Australian – Greek Self-Reflection
What is peculiar to experiences is that they are under constant transformation, and as such they transform those who have them. Consciously or not, we are what we become through our experiences. In this respect, my own experiences of Indigenous Australians seem to reflect two different aspects within the self-understanding of my identity. To be more precise, when I was in Greece I learnt about Indigenous Australians only through reading, I romanticised them, and I understood them as the Other, in opposition to which my Greek Self could be identified. However, when I came to Australia my previous knowledge started being complemented by first-hand contact with Indigenous people, my view of the latter became more realistic, and suddenly I realised that the Greek and Indigenous minorities were not totally different. It seemed thus that in regard to Indigenous Australians my identity had shifted from the Self – Other opposition to the Self – Other dialogue.
In Australia my Greek-ness has been challenged intensely. Being a Greek in Greece means trying to maintain a viable relation with the past, tradition, or pre-modernity, while at the same time becoming an active participant in the processes of the present, innovation, or post-modernity. This entails a great deal of tension since in Greece no local version of modernity had the opportunity to take root. On the other hand, my interaction with members of the Greek Australian community –mainly relatives, friends, and colleagues– has shown to me that Greek-ness in Australia has been either an element of private life or an incomprehensible ethnic legacy. In other words, Greek-ness is not really an issue of coping with the present or the potential future, but an isolated past which hangs around nostalgically, hauntingly, or just dimly. The early generations of Greeks either have lived two opposite lives –a detached, private, Greek one, and an imposed, public, Australian one– or they have suffered the frustration and guilt of assimilation. On the other hand, the later generations of Greeks, i.e., Greeks born in Australia, look on their Greek-ness as something that enables them at times to escape the homogeneity of their Australian-ness.
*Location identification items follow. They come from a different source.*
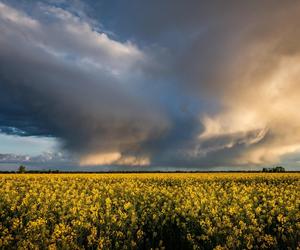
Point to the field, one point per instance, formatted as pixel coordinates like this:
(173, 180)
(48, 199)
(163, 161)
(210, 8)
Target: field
(144, 211)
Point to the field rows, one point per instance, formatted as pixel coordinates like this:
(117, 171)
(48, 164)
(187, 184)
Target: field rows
(143, 211)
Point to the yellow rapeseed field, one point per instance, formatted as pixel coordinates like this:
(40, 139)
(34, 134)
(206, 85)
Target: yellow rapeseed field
(144, 211)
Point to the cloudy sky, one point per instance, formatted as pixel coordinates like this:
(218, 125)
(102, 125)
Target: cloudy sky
(150, 84)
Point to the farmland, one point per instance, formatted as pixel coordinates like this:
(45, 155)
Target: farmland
(144, 211)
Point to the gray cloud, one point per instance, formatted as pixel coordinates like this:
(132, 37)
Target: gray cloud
(173, 83)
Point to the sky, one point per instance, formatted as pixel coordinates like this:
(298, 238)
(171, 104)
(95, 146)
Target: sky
(150, 85)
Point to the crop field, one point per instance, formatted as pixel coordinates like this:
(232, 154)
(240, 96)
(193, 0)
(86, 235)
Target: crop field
(144, 211)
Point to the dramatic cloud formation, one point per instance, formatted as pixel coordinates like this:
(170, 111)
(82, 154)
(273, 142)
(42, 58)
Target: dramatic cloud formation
(154, 83)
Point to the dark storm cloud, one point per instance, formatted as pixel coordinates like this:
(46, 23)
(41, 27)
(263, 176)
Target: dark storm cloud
(153, 82)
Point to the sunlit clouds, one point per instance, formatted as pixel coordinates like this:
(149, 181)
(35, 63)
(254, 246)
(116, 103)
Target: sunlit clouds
(197, 85)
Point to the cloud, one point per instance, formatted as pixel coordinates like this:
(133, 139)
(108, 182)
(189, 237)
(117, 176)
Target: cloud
(71, 82)
(198, 84)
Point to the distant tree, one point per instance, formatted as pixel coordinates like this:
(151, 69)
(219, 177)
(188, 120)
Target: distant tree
(22, 169)
(277, 169)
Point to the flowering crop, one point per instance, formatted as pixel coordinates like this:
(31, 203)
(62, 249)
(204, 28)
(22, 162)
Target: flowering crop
(144, 211)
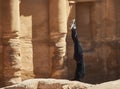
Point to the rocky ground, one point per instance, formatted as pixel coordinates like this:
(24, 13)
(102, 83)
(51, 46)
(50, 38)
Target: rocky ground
(62, 84)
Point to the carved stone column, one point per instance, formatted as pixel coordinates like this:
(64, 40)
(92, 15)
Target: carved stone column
(58, 30)
(11, 42)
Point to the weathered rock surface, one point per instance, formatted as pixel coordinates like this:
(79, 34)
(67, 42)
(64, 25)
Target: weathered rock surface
(62, 84)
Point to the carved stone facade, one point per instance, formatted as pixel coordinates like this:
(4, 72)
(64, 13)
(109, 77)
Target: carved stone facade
(35, 39)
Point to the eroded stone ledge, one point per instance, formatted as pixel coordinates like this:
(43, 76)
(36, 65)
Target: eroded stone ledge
(62, 84)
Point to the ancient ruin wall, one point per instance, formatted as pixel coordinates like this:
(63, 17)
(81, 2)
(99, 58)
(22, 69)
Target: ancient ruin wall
(44, 50)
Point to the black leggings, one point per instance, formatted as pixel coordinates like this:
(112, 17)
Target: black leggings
(78, 56)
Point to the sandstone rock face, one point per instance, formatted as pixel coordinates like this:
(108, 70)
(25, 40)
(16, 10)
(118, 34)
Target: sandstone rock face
(62, 84)
(35, 39)
(49, 84)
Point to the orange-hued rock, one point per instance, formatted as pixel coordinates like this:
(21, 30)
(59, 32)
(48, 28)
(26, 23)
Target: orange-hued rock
(35, 39)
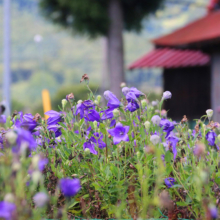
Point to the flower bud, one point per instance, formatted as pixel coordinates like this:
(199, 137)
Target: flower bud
(155, 139)
(9, 197)
(138, 155)
(95, 123)
(116, 112)
(87, 151)
(144, 103)
(123, 84)
(164, 113)
(167, 95)
(79, 101)
(11, 137)
(35, 161)
(41, 199)
(156, 120)
(209, 113)
(99, 98)
(218, 137)
(125, 90)
(64, 102)
(70, 97)
(36, 176)
(189, 131)
(147, 125)
(16, 166)
(154, 103)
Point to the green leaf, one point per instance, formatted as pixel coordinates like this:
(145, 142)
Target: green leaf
(168, 157)
(182, 203)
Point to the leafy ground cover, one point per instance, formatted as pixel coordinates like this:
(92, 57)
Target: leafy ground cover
(124, 160)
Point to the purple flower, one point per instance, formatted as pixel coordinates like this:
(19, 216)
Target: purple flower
(172, 140)
(113, 122)
(93, 115)
(90, 146)
(169, 182)
(6, 210)
(113, 101)
(2, 119)
(56, 129)
(25, 137)
(132, 106)
(25, 121)
(83, 107)
(42, 163)
(70, 187)
(125, 90)
(210, 137)
(213, 211)
(97, 139)
(40, 199)
(54, 117)
(107, 114)
(167, 95)
(194, 134)
(119, 133)
(131, 97)
(167, 126)
(136, 92)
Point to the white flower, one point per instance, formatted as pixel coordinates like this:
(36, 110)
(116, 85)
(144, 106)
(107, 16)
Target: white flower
(167, 95)
(155, 139)
(156, 120)
(209, 113)
(41, 199)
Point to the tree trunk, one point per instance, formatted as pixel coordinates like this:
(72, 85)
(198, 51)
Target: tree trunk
(115, 47)
(215, 86)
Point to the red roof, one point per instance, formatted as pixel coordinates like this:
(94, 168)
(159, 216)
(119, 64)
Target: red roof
(206, 28)
(171, 58)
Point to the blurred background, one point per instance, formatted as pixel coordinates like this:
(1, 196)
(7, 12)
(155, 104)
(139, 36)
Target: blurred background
(48, 55)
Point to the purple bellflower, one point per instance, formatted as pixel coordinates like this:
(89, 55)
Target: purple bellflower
(2, 119)
(131, 97)
(26, 137)
(6, 210)
(107, 114)
(93, 115)
(97, 139)
(54, 117)
(210, 137)
(56, 129)
(169, 182)
(91, 146)
(70, 187)
(136, 92)
(172, 141)
(119, 133)
(132, 106)
(167, 126)
(113, 101)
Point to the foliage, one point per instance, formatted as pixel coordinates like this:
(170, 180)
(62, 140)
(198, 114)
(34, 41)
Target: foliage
(130, 159)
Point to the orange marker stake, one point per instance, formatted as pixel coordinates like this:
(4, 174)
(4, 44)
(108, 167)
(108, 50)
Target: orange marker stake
(46, 102)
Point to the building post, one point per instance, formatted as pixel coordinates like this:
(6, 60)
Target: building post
(7, 70)
(215, 86)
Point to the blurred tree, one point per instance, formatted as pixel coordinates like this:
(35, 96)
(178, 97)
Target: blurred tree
(102, 18)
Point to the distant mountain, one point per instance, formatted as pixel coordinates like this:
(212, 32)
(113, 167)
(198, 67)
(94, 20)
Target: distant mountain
(61, 57)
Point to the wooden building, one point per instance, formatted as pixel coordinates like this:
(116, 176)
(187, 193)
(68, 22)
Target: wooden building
(190, 57)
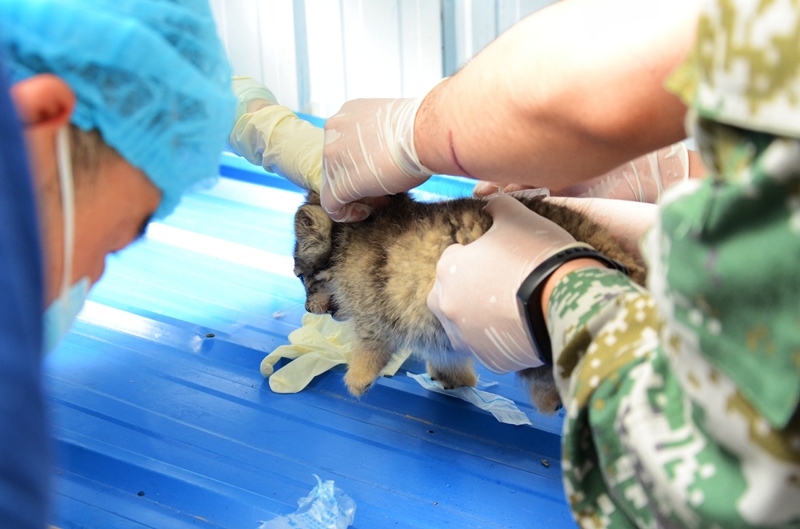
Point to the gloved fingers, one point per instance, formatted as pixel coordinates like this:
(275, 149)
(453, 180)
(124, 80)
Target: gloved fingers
(296, 375)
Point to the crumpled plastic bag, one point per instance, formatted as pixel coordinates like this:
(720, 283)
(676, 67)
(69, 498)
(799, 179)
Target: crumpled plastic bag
(326, 507)
(503, 409)
(321, 344)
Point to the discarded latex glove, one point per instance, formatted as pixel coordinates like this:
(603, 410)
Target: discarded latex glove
(278, 140)
(502, 408)
(326, 507)
(319, 345)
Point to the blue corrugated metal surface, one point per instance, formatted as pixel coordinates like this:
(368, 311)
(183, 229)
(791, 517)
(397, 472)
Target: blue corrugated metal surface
(158, 424)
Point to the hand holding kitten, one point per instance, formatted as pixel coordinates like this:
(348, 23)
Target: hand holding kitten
(474, 296)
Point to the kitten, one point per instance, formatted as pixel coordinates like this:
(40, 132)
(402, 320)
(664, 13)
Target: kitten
(376, 274)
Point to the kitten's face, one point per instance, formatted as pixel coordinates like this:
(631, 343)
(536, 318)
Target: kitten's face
(312, 252)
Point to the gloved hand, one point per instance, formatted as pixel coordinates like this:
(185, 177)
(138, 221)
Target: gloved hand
(272, 136)
(282, 143)
(369, 152)
(474, 295)
(250, 96)
(642, 179)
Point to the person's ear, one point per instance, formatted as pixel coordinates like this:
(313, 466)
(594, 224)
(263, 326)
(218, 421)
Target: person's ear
(44, 100)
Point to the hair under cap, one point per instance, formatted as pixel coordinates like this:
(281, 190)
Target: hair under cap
(150, 75)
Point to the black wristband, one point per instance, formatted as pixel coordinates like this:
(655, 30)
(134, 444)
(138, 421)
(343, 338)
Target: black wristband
(529, 295)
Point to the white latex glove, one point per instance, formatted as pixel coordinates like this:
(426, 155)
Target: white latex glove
(318, 346)
(369, 152)
(643, 179)
(279, 141)
(626, 221)
(474, 295)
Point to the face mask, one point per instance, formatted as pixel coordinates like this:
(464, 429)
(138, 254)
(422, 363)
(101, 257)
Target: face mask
(61, 313)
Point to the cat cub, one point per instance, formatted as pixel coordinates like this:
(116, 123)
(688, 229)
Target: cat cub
(376, 275)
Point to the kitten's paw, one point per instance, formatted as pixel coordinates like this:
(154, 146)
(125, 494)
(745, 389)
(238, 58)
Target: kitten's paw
(454, 378)
(357, 385)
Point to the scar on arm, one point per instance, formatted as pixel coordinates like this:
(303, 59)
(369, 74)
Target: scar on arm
(454, 156)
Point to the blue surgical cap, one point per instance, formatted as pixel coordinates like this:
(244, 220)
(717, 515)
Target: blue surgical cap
(150, 75)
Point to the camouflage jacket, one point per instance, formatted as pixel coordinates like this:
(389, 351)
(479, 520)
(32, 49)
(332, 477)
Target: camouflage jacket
(682, 400)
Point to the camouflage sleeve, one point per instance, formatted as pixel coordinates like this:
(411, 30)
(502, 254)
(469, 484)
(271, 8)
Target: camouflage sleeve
(682, 401)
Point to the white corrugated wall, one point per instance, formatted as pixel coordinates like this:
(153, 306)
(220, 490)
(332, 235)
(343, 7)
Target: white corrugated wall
(316, 54)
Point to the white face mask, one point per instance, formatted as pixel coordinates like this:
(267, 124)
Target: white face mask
(61, 313)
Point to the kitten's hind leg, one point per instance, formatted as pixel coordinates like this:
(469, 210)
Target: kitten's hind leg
(452, 369)
(368, 359)
(542, 388)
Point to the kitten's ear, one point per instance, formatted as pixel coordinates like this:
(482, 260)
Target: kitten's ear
(313, 198)
(313, 228)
Furthermore, in Australia I have the feeling that terms like “dislocation”, “loss”, “powerlessness”, and “discrimination” –terms that have been associated with Indigenous Australians par excellence– seem quite appropriate to describe the past and present condition of Greek Australians that were born in Greece. They were the ones that felt dislocated and uprooted from their homelands –in order to come to a country they would never experience as their own! They were the ones that suffered the loss of their extended families, their sense of belonging, and their living relation with the past (in term of culture, language, and religion). They were the ones that for a long time –up to the late ’70s– were powerless due to their inferior education, language competence, or progress into modernity. They were the ones that were called “wogs”, treated as idle, or exploited as mere labor force.
Of course, all these “Greek” experiences –which inevitably have affected the way I think of my own self as a Greek– are more intense, prolonged, and devastating in the case of Indigenous Australians. This I found out mainly by reading their own literature and by visiting districts like Redfern. To be frank, it is by becoming more aware of the situation of Indigenous Australians that I was able to understand better and sort out what was really the problem with the early generations of Greeks in Australia. Reading about how Indigenous peoples felt about their homelands before and after colonialism provided me with a guiding idea as to how my fellow countrymen must have felt being far away from their home villages. Moreover, the stigmatisation of Indigenous Australians served as a starting point to get an idea of similar situations experienced by Greek communities in Australia. On the other hand, of course, I was compelled to see a major difference: while Greeks were not opposed in principle or in fact to assimilation or integration, Indigenous people were finally in favour of self-determination. In other words, the early Greek generations suffered the results of their “cooperation” with mainstream Australian social ideologies, whereas Indigenous generations suffered the results of their determination to remain on the “fringe” of society.
With the later generations of Greeks, that is, with Greeks that are more or less my age, the whole situation is a bit different. To illustrate this, I will take the issue of language as an example. Greek is increasingly becoming a language Greeks cannot identify with. At best they understand their parents or grandparents when they use it, but they do not really feel it. Young Greek Australians may even use a number of Greek words, set phrases or sentences, but they cannot read –at least, fluently– or experience an identity through the semiotics or semantics of Greek. Here, again, the case of Indigenous Australians was quite enlightening: the majority of them lost all living connection with their language heritage, facing thus the constant paradox of being black and thinking white. To term it differently, language is all about power, and speaking English could always keep Indigenous people away from self-determination. Similarly, young Greeks seem to be facing the irreversible situation of linguistic alienation or the incapability for a distinct cultural self-realisation. However, as Indigenous Australian literature has proved, “black” words can be written on “white” pages; or language can be used as a means to transform powerlessness into power. This suggests that young Greek generations could be those who might find in their language heritage a way to both genuine cultural diversity and enrichment of Greek identity.
Perhaps the comparisons I am drawing between Indigenous and Greek experiences in Australia are a bit far-fetched. My only justification in doing so is the way I feel about things as a person that comes from Greece and at the same time tries to reach out to others for a mutual understanding. Yet of one thing I am sure, namely, that my Greek identity is no longer self-enclosed but re-affirmed through a creative dialogue with others –and these others are the dispossessed Indigenous Australians.